Le phénomène se généralise en Afrique francophone depuis plus de deux décennies. Les Chefs d’Etats installés au pouvoir, souvent avec l’aide de l’Occident, ont du mal à quitter les affaires. Cette situation est à l’origine de nombreuses crises à travers le continent.
Considéré comme un facteur de sous-développement, le refus de l’alternance fait réagir des intellectuels africains généralement basés en métropole. C’est le cas de l’écrivaine camerounaise Calixthe Beyala qui dans ses publications dénonce ce phénomène.
Pour cette dernière « Certains chefs d'Etat au bout de vingt ans de voire trente ans de pouvoir tâtillonnent encore sur l'idée de s'en aller vers l'anonymat, vers une vie de simple citoyen. Ils ne songent pas à céder leur place. C'est à ne rien y comprendre.
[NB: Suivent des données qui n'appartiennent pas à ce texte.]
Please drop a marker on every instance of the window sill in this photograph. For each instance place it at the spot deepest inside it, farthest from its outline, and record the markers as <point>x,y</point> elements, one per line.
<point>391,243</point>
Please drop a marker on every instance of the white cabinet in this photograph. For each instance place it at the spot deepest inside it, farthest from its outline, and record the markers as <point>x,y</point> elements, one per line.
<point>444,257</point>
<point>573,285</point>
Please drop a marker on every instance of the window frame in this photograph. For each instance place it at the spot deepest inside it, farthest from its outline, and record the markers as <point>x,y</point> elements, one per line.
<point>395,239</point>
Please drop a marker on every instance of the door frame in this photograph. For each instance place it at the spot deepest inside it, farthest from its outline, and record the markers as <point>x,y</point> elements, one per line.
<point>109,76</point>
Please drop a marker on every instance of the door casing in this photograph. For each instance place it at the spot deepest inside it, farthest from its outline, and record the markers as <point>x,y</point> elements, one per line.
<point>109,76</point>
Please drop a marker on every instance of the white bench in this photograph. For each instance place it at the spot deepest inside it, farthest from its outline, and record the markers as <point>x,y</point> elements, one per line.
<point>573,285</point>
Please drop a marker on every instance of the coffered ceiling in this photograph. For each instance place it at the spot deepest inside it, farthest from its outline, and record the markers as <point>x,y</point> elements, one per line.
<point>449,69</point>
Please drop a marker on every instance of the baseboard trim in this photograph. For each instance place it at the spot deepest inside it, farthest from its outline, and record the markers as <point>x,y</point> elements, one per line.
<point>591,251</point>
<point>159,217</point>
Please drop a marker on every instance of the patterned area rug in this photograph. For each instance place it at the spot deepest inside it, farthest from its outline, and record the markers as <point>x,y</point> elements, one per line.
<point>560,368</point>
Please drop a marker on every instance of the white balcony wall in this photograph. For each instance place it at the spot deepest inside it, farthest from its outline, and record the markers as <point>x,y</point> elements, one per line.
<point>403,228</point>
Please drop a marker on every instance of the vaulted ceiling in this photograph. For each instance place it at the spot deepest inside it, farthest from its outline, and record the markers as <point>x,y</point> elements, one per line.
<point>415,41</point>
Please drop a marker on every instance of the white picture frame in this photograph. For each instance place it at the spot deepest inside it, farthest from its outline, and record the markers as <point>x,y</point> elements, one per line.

Et l'on a beau leur rappeler que pour le bien de leur peuple, il serait judicieux de s'éclipser... Eh, que non ! Ils s'entêtent, pensant connement qu'ils sont les plus intelligents, qu'ils sont indispensables, que sans eux tout irait à vaux-l'au ! Et ces poncifs pompeux et abjects, gonflés de narcissisme, d'égoïsme, méprisant pour le reste de leurs concitoyens, finissent par s'ancrer dans l'inconscient collectif. »
Ce phénomène est devient encore plus dramatique lorsque des citoyens de ces pays, dans lesquels l’alternance peine à voir le jour, soutiennent leurs dirigeant sous prétexte que le départ de leur ‘champion’ peut conduire à la ‘fin’ du monde. « On entend çà et là : " Mais pourquoi partirait-il ?" et des " Qui va donc le remplacer ?" Je suis attérée face à ces discours d'une débilité absolue. Doit-on répéter inlassablement aux peuples que ce n'est pas un Chef d'Etat aussi lumineux soit-il qui dirige un pays? Qu'un Chef d'Etat n'est qu'un symbole et que les pays sont en réalité dirigés par des gestionnaires, des administrateurs ? Que n'importe quel moins imbécile que la sous-moyenne des idiots pourrait devenir Président ? Souvenez-vous des jeunes Dauphins qui à la mort du Roi était proclamé Roi à cinq ans ! Dirigeaient-ils ? (...) »
Le plus surprenant dans cette histoire, selon Calixthe Beyala est le fait qu’avant de mourir ces présidents à vie trouvent le moyen d’installer leurs fils à la tête du pays. «Pour ces chefs d'Etats éternels, ces Présidents à vie dont certains trouvent le moyen sale d'installer leurs progénitures au pouvoir en mourrant, créant de facto des Royaumes, quoique défendant âprement la souveraineté des États, j'éprouverais quelques difficultés à les défendre contre les agressions extérieures qui pourraient prendre prétexte de leur soif inextinguible du pouvoir... Parce qu'il leurs appartient de ne point se mettre dans une situation délicate pour eux et pour leur peuple... Parce qu'il leurs appartient de protéger par leur abnégation la souveraineté de leur pays, la cohésion et la paix entre les diverses franges de leur communauté nationale. Parce qu'il leurs appartient de montrer par l'auto-retrait de la vie politique, qu'ils aiment leur terre..»
A travers cette analyse, l’écrivaine camerounaise se démarque de ces intellectuels africains qui pour des raisons alimentaires exposent aux yeux du monde leurs lacunes. Une position qui force l’admiration quand on sait ces questions sont délicates au Cameroun.